LEZIONE DEL 11/01/2005:
Si sposta il discorso del baricentro del discorso linguaggio-logica-mondo. C’è un punto di partenza:
il ruolo ontologico è assegnato alla semantica stessa, dar forma all’essere del mondo. Questa tesi,
comunque, non si trova mai enunciata nelle Ricerche. Tutto l’impianto delle ricerche è un impianto
che si nega proposizioni cardine e una teoria con uno sguardo dall’alto, cosa che però troviamo nel
Tractatus. Non è una riflessione immanente alla struttura ordinaria del linguaggio. Non c’è un ordito
sistematico nelle Ricerche (è come il cammino in una città). L’oggetto stesso assunto a tema della
riflessione, ovvero il linguaggio ordinario, non è riconducibile ad un riferimento geometrico. Il
primo grande mutamento è quello di stile, che contiene un punto di partenza diverso. Ci troviamo
davanti ad un tessuto di osservazioni, in cui non c’è né un disegno predeterminato, né un centro. La
sua prima mossa è quella di scardinare uno dei tasselli che tiene insieme il Tractatus: relativo
all’esserci di un nucleo costitutivo del linguaggio dato dalla funzione denotativa-rappresentativa: i
nomi sono rappresentanti delle cose del mondo; il significato si dà per pura ostensione. Così cade
tuta la costruzione del Tractatus. C’è anche un senso diverso del costruire: non troviamo tesi a
priori. Le Ricerche procedono per osservazioni esemplari (nel Tractatus non si trovano esempi). Qui
si osserva quello che si fa con il linguaggio, analisi di proposizioni di tipo effettivo. Qui l’esempio
non è il caso che conferma una legge. Ciò che imputa alla tesi agostiniana è che dare un referente,
non ci dice niente, è qualcosa di ovvio, ma di vacuo. Deviazione tra senso e denotazione. La
funzione denotativa p una delle componenti del linguaggio, non la sua componente fondamentale.

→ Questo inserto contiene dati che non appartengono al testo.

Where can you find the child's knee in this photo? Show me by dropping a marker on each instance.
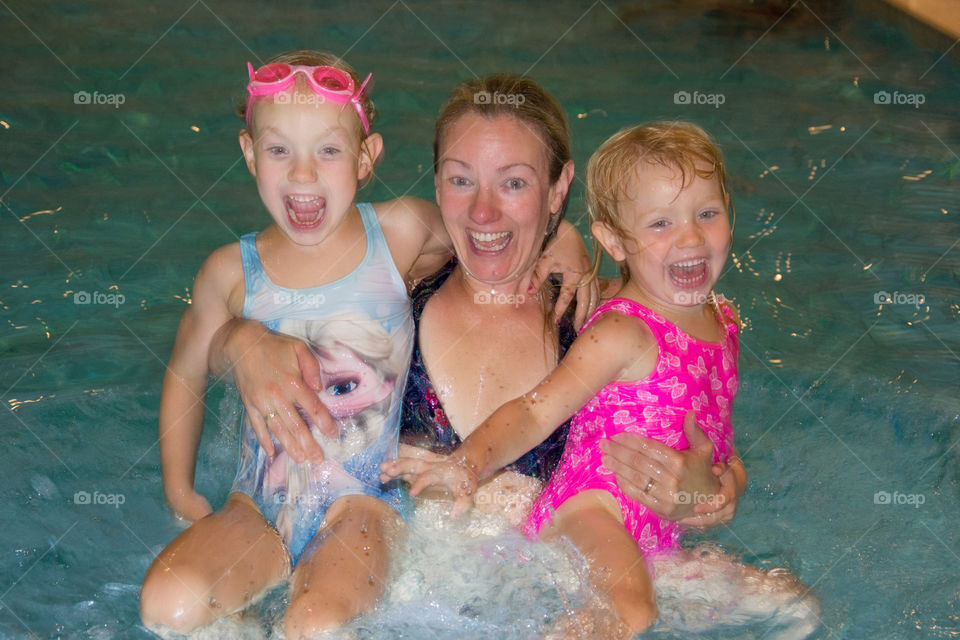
(306, 617)
(638, 614)
(177, 599)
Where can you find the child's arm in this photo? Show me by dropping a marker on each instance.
(416, 236)
(185, 381)
(601, 354)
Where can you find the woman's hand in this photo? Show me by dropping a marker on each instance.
(567, 255)
(275, 375)
(676, 485)
(453, 473)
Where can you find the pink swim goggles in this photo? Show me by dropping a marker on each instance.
(327, 82)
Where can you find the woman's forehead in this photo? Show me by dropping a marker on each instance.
(500, 143)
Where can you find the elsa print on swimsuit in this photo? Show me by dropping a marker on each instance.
(359, 365)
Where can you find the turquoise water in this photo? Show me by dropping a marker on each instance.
(845, 402)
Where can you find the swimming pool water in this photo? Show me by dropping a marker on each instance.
(848, 414)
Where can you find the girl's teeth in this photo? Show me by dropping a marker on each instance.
(689, 271)
(305, 209)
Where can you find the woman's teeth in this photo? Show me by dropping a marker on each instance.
(490, 241)
(689, 272)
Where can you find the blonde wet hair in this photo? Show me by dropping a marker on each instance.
(682, 146)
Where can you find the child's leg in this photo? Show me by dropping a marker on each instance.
(593, 523)
(343, 570)
(214, 568)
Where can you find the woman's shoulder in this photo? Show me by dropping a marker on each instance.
(427, 287)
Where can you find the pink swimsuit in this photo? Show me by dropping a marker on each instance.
(690, 374)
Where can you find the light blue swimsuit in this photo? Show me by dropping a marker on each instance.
(361, 331)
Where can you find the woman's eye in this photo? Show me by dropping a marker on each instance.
(342, 387)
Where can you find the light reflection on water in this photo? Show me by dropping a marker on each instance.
(839, 199)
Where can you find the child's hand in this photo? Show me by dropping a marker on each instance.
(657, 475)
(722, 508)
(454, 474)
(189, 505)
(567, 255)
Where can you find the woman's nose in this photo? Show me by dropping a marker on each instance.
(484, 209)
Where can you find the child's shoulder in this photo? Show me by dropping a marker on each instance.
(619, 330)
(623, 342)
(221, 276)
(223, 260)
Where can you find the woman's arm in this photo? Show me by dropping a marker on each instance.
(685, 485)
(275, 374)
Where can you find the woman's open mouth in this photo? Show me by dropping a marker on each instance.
(489, 242)
(689, 274)
(305, 212)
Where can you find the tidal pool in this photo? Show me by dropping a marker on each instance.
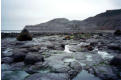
(84, 75)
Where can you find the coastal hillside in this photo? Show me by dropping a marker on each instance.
(109, 20)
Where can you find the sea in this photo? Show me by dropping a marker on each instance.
(10, 31)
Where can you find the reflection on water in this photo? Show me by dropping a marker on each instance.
(14, 75)
(7, 74)
(84, 75)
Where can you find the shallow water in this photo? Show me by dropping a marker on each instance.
(14, 75)
(7, 74)
(105, 55)
(67, 49)
(84, 75)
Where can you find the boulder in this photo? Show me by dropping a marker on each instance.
(17, 66)
(7, 60)
(24, 36)
(116, 61)
(114, 46)
(67, 38)
(48, 76)
(117, 33)
(34, 48)
(32, 58)
(19, 54)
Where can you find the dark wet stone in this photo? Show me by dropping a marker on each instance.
(17, 66)
(34, 49)
(104, 72)
(116, 61)
(19, 54)
(117, 33)
(114, 46)
(48, 76)
(36, 67)
(75, 69)
(32, 58)
(24, 36)
(67, 38)
(7, 60)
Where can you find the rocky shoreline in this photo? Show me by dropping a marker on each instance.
(62, 57)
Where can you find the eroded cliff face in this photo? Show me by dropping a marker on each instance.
(109, 20)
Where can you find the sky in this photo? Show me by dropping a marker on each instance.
(16, 14)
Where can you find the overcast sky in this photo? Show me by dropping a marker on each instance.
(18, 13)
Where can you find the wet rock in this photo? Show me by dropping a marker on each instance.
(34, 49)
(17, 66)
(51, 46)
(116, 61)
(75, 69)
(19, 54)
(32, 58)
(24, 36)
(117, 33)
(105, 72)
(48, 76)
(36, 67)
(67, 38)
(14, 75)
(7, 52)
(7, 60)
(114, 46)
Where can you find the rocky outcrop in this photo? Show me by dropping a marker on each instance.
(109, 20)
(24, 36)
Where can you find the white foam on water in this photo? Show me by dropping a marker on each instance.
(69, 60)
(105, 55)
(67, 49)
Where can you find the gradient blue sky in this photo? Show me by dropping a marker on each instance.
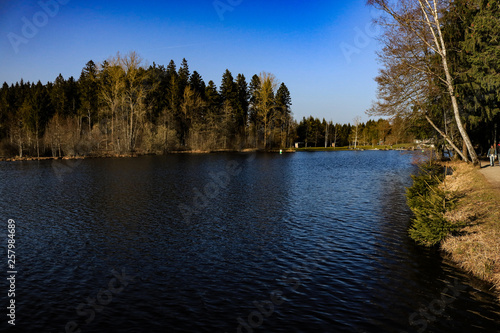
(322, 50)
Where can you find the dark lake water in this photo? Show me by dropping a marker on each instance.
(305, 242)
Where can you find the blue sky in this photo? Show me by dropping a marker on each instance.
(324, 51)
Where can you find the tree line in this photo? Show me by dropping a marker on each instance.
(119, 106)
(440, 64)
(313, 132)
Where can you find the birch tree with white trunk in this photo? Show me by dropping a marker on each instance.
(413, 38)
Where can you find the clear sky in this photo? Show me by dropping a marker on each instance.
(324, 51)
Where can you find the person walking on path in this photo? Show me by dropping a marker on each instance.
(492, 154)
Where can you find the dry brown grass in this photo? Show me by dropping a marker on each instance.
(477, 247)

Si procede per osservazione. Il ruolo della filosofia è quello di capire e descrivere. Il linguaggio
nella sua ordinarietà. [2] La risposta è un’azione (i muratori), non è un’ostensione. La metafisica,
nel Tractatus, viene data ai confini del linguaggio, ovvero al mistico. Il senso si determina
dall’assunto che il linguaggio è un insieme aperto di “giochi linguistici”, connesso alla tesi che in
quasi tutti i casi il senso di un termine è l’uso che se ne fa all’interno di una proposizione. Assimila
il significato di un termine alla pedina di una scacchiera: il denotare il senso di essere re lo si trova
all’interno della regola degli scacchi. Tutto viene assunto all’interno di ciò che facciamo con il
linguaggio. Un’altra importante metafora riguarda la cassetta degli attrezzi e le differenti funzioni
degli utensili. Esteriormente tutte le parole sono parole, ma ognuna di esse è irriducibile l’una
all’altra; compito della filosofia è rendere perspicuo l’uso delle parole. Il significato delle parole
non è l’oggetto per cui stanno. Tema delle regole immanenti: le regole del funzionare non sono le
stesse; ad esempio, la funzione di verità può valere per certe proposizioni, ma non per tutte. Molte
delle cose che diciamo non sono né vere né false (ad esempio: beh…). Il nucleo saldo non sta più
nella logica né nella raffiguratività della proposizione, ma nella forma di vita in cui si radica ogni
gioco linguistico. Il beh ha senso nel suo uso. Osservazione della città  § 18. Anche la matematica
o la chimica stanno nei sobborghi del linguaggio. Alla nascita di un linguaggio corrisponde una
forma di vita. Osservazione 23: la vita del segno è nell’uso. Osservazione 11: cassetta degli attrezzi.